On the discrete spectrum of \((G_2, PGSp_6)\) (Q1365864)

The author studies the discrete spectrum for the pair \((G_2, PGSp_6)\) inside the split \(E_7\). In particular, if \(\pi_{\min}\) denotes the minimal representation of split \(E_7\), Jian-Shu Li shows that the restriction of \(\pi_{\min}\) to \(G_2\times PGSp_6\) contains all irreducible representations of the form \(\pi \times \theta (\pi)\), where \(\pi\) lives in one of the three natural families of discrete series representations of \(G_2\). B. Gross has a precise conjectural description of the entire discrete spectrum of the dual pair \((G_2, PGSp_6)\); see Conjecture 1.2 in this paper.
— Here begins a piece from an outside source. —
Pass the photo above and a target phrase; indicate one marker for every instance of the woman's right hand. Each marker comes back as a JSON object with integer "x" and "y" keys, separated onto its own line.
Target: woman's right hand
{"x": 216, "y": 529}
Jian-Shu Li's results agree with Gross' predictions. The author considers the see-saw diagram \[ \begin{matrix} G_2 \\ SU(2)_{\text{long}}\end{matrix} \times \begin{matrix} \text{Spin}^*(12) \\ PGSp_6\end{matrix} , \] where \(SU(2)_{\text{long}}\) \((SU(2)_{\text{short}})\) denotes the \(SU(2)\) subgroup of \(G_2\) corresponding to the long (short) compact root. The representations \(\sigma_k\) of \(\text{Spin}^* (12)\) that appear in the restriction of the minimal representation to \(SU(2)_{\text{long}} \times \text{Spin}^*(12)\) are derived functor modules with non-zero cohomology. On the other hand \((SU(2)_{\text{short}} \times PGSp_6)\) is a dual pair in \(\text{Spin}^*{12}\). By using some analytic results (see Lemma 3.1 of the paper) he can show that the restrictions of \(\sigma_k\) to \(SU(2)_{\text{short}} \times PGSp_6\) contain a discrete series and he can describe the corresponding \(PGSp_6\) discrete series. This is a beautiful paper with a very nicely written introduction. The introduction contains a detailed explanation of Gross' conjecture as well as an outline of a general program to study the discrete spectrum for pairs \((G,G')\) in an exceptional group \(S\).